Agnes Sam

Jesus is Indian and Other Stories

African Writers Series – Heinemann Educational Publishers (1994)

Dans la foulée d’Uhuru Street par M.G. Vassanji, j’avais envie de prolonger ma découverte de la littérature inspirée par et/ou décrivant les expériences vécues par ces hommes et ces femmes, descendants de ceux qui recrutés en Inde ont quitté famille et patrie pour aller travailler en Afrique et y sont restés. D’une recherche à l’autre je suis tombée sur ce titre dont le sens m’a immédiatement interpellée.  

Je n’avais jamais entendu parler d’Agnes Sam, une discrète auteure, arrière petite-fille d’un ouvrier  qui, encore enfant, est arrivé en Afrique du Sud au XIXe siècle et y aura travaillé sous contrat pendant 53 ans. Née en Afrique du Sud en 1942, après avoir étudié à l’Université du Lesotho Agnes Sam a enseigné au Zimbabwe et en Zambie. Exilée en Grande-Bretagne dès 1973, elle y étudie la littérature et en 1989, c’est sous la bannière de The Women’s Press qu’elle publie Jesus is Indian.

Composé de quinze récits, le recueil est fort pertinemment introduit par une brève description de l’histoire et des conditions dans lesquelles ont vécu les Indiens d’Afrique du Sud, histoire qui du reste fut longtemps passée sous silence dans les comptes-rendus et autres manuels d’histoire du pays. Parallèlement à la découverte de sa propre histoire, ce long silence, cette inexistence de la  communauté sud africaine à laquelle elle appartient fait partie des motivations qui ont amené l’auteur à écrire et à s’exprimer sur le sujet.

Adoptant une perspective féminine ainsi qu’une approche sobrement féministe et politisée, les histoires relatent donc d’expériences vécues par des petites filles, des jeunes femmes, des épouses et des mères nées en Afrique du Sud au XXe siècle. Encadrés par une mise en contexte plutôt sommaire, ces histoires illustrent divers aspects de la réalité avec laquelle sont confrontés les Indiens de seconde et troisième génération vivant dans ce pays.
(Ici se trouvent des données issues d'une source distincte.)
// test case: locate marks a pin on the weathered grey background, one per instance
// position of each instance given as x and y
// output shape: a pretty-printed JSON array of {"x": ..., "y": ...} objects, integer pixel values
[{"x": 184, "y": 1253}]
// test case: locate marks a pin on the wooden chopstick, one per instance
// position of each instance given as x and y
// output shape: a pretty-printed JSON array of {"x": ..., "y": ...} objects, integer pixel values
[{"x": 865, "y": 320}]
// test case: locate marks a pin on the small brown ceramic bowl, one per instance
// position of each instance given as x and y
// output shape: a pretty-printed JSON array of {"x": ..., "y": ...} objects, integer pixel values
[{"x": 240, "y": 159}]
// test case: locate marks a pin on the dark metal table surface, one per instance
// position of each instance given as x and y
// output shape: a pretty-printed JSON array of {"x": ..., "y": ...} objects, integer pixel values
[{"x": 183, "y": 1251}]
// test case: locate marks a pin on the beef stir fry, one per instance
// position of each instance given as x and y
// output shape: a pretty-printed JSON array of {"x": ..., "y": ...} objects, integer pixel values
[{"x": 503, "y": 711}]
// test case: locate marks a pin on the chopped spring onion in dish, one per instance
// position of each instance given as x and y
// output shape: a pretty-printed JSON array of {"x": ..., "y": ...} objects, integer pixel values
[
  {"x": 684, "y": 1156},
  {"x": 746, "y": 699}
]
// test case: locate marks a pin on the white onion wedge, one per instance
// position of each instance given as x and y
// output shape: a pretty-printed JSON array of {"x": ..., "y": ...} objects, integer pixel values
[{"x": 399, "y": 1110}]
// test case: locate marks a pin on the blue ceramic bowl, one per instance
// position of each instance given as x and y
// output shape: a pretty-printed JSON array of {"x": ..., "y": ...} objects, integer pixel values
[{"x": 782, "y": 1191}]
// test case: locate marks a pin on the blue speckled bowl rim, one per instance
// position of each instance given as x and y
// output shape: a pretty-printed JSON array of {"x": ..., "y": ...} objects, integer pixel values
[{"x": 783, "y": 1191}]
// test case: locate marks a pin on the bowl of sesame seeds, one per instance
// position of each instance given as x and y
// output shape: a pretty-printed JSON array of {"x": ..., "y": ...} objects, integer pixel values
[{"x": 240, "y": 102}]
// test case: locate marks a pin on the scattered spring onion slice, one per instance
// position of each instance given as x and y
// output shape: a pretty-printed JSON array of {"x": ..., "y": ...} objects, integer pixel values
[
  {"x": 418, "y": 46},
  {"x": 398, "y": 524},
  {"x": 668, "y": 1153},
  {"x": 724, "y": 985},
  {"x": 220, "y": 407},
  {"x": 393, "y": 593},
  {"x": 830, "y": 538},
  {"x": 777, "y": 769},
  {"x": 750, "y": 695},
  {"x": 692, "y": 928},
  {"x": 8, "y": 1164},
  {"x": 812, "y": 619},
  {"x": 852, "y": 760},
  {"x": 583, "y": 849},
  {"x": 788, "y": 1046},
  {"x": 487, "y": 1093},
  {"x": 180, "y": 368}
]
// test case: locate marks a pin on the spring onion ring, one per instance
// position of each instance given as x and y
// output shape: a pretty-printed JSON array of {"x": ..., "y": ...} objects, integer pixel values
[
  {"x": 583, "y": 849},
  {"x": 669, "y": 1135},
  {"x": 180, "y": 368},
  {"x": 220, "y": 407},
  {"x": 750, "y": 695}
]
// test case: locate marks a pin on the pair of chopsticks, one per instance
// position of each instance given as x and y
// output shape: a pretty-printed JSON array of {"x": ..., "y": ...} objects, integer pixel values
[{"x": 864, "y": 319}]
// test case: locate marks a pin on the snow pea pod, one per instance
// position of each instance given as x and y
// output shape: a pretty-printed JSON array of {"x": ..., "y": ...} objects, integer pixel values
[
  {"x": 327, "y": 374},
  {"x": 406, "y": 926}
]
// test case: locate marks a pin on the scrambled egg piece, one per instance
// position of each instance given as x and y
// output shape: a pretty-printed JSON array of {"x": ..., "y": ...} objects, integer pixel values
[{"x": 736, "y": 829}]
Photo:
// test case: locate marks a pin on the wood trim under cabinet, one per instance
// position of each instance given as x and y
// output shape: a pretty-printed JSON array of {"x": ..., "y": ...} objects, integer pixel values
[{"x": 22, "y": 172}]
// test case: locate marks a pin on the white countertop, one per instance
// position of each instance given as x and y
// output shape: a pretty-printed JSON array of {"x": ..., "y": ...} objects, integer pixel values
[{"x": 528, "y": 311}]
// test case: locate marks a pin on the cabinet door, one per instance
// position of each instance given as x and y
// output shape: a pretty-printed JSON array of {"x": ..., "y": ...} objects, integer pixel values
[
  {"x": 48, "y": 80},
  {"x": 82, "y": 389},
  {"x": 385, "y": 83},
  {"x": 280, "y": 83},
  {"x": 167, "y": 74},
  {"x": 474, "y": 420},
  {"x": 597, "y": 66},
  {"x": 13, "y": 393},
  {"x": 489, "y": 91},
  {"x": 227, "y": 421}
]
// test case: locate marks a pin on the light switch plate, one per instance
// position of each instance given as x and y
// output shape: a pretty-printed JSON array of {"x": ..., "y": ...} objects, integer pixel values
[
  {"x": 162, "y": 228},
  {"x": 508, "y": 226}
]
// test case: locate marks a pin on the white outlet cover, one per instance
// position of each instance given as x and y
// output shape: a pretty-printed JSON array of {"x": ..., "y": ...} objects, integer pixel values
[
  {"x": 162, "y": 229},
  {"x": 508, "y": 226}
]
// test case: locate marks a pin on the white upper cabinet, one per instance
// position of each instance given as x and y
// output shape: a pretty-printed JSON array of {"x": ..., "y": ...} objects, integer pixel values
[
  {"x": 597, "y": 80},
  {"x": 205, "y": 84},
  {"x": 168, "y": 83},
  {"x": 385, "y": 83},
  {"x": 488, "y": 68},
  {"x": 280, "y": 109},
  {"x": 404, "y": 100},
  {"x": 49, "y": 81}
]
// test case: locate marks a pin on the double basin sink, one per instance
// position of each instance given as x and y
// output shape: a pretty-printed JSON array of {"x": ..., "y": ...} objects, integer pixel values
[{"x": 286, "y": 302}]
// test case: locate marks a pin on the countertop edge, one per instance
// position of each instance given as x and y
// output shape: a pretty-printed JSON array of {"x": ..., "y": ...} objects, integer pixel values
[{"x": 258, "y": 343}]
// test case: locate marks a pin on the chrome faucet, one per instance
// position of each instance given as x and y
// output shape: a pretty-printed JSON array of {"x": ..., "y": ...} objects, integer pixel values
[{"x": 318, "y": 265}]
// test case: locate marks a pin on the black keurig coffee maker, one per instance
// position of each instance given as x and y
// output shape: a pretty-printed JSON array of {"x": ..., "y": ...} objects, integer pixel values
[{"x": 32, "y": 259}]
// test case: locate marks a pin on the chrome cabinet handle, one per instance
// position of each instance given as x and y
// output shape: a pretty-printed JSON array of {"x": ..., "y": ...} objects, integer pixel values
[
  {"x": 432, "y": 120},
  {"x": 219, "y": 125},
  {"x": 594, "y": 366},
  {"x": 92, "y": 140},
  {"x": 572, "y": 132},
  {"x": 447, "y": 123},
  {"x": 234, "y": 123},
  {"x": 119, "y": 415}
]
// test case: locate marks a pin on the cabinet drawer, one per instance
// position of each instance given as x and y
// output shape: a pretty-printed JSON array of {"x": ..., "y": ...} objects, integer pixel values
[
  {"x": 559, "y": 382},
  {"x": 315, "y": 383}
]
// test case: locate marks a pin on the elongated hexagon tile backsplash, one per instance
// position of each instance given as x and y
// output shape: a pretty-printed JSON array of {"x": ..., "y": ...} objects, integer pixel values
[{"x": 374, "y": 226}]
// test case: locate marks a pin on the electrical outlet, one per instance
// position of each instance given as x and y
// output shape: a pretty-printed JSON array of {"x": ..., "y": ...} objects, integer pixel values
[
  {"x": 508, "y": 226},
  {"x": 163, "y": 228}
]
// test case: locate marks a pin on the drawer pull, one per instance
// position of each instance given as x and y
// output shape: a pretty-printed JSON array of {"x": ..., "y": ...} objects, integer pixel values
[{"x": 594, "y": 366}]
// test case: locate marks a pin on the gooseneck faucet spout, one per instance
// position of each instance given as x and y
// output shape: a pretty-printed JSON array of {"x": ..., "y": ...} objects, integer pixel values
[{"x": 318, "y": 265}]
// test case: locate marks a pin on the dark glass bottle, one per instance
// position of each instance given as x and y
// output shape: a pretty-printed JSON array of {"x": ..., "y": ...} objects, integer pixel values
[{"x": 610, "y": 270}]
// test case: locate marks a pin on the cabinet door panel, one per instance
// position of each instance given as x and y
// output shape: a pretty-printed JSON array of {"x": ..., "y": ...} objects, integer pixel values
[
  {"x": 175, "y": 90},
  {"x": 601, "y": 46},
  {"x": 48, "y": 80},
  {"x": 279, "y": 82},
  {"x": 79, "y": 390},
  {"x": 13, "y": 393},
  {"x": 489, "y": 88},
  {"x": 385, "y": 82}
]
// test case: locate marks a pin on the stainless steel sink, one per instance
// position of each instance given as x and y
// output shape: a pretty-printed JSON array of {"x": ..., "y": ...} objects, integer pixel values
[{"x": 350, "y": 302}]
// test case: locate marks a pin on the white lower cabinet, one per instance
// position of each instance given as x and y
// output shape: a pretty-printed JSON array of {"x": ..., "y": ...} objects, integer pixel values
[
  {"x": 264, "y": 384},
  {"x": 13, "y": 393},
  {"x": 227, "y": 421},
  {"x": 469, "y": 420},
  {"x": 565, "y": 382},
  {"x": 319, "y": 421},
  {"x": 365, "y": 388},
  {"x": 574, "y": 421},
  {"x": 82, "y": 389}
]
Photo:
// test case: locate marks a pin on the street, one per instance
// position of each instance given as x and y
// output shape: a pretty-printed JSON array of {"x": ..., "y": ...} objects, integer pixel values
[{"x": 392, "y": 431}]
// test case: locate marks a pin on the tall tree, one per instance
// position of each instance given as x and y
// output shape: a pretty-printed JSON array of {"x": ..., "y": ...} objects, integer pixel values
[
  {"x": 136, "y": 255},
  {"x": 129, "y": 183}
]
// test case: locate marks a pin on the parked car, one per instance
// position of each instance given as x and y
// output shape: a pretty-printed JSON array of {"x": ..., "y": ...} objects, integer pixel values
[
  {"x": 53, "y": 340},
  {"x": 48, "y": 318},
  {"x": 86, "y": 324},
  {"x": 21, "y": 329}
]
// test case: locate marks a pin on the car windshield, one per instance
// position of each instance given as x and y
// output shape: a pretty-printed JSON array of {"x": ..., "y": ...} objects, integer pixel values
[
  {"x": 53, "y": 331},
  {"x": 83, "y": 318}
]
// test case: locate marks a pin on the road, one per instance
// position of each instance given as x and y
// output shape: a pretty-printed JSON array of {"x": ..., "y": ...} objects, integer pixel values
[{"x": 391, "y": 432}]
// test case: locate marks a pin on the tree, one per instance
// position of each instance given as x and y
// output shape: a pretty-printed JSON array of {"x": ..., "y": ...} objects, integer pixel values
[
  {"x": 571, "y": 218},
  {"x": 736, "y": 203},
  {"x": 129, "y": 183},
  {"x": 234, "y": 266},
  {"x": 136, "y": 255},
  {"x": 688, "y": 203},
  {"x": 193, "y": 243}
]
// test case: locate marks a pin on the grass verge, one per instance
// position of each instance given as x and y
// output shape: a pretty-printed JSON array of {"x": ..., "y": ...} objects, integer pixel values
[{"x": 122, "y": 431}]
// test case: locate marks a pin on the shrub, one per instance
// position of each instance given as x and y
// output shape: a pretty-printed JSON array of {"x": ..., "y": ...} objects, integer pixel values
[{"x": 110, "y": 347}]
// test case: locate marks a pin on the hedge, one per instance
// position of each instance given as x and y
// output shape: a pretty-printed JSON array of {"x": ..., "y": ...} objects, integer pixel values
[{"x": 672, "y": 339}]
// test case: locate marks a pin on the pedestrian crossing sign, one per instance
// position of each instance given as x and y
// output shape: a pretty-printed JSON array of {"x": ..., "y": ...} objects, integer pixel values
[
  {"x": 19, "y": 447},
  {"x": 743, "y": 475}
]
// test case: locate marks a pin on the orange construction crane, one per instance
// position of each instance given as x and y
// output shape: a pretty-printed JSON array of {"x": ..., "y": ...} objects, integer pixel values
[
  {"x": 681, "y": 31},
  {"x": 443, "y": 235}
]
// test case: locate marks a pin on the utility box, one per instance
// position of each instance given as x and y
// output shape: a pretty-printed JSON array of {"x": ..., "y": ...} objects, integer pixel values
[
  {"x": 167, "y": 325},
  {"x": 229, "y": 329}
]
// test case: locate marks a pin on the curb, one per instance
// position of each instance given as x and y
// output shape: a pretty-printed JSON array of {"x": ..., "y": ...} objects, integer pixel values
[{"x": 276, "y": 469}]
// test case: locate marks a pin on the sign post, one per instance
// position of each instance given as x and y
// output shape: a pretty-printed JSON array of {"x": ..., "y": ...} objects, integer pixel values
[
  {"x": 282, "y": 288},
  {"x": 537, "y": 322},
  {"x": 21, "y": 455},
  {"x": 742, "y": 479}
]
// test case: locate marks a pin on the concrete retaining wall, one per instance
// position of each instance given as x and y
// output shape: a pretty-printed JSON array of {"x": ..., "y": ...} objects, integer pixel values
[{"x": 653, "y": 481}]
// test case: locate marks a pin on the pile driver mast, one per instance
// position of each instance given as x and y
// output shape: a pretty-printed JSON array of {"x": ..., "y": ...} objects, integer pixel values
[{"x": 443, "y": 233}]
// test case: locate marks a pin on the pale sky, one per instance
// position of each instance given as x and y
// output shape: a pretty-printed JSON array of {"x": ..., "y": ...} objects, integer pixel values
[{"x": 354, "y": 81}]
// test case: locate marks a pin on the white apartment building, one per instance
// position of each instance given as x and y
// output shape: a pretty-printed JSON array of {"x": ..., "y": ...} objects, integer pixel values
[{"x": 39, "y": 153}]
Elles mettent assez bien en relief l’impact qu’auront eu la colonisation et le régime de l’apartheid sur les conditions d’existence, l’éducation, la langue, la religion, le mode de vie, la culture, les relations intra et inter raciales, les conflits de génération, le mariage, les droits civiques, etc.

Bref, nombreux sont les thèmes abordés à travers ces récits, thèmes que l’auteur semble fort bien maîtriser, mais considérant les limites imposées par la nouvelle, j’ai parfois trouvé regrettable qu’ils n’aient pas été mieux mis en relief ou encore explorés plus à fond par le biais de récits plus étoffés, voire plus longs.

Pour ne donner que deux exemples parmi les quinze récits, je pense d’abord à la nouvelle ayant pour titre Jesus is Indian, une histoire où, à travers un devoir d’école, une petite fille dévoile non seulement les détails du contexte familial où elle vit, mais également ceux du contexte scolaire où elle est éduquée. Ce récit dont le point de vue, le vocabulaire et la narration sont bien maîtrisés, m’a semblé être particulièrement réussi, tant sur la forme que sur le contenu. En revanche, The Story Teller qui raconte comment de jeunes Indiens se font piéger par des hommes sans vergogne venus recruter des travailleurs pour le compte d’exploitants/colons sud africains en manque de bras, m’a paru trop bref, trop peu développé par rapport au sujet et au message qu’il souhaite transmettre.     

Mais en dépit d’une qualité inégale, si tant est qu’on leur accorde toute l’attention requise, ces récits dévoilent peu à peu une réalité rarement évoquée et un univers à la fois riche et prégnant.

Méconnaissant cette partie de l’histoire d’Afrique du Sud, certes il aura fallu que je pallie à mes carences pour mieux saisir la portée des récits, mais au fil de ma lecture j’ai appris et j’ai découvert tout un monde. Ces nouvelles m’auront donc sensibilisée à certains aspects de la réalité sud-africaine, suffisamment pour me donner l’envie d’en savoir plus.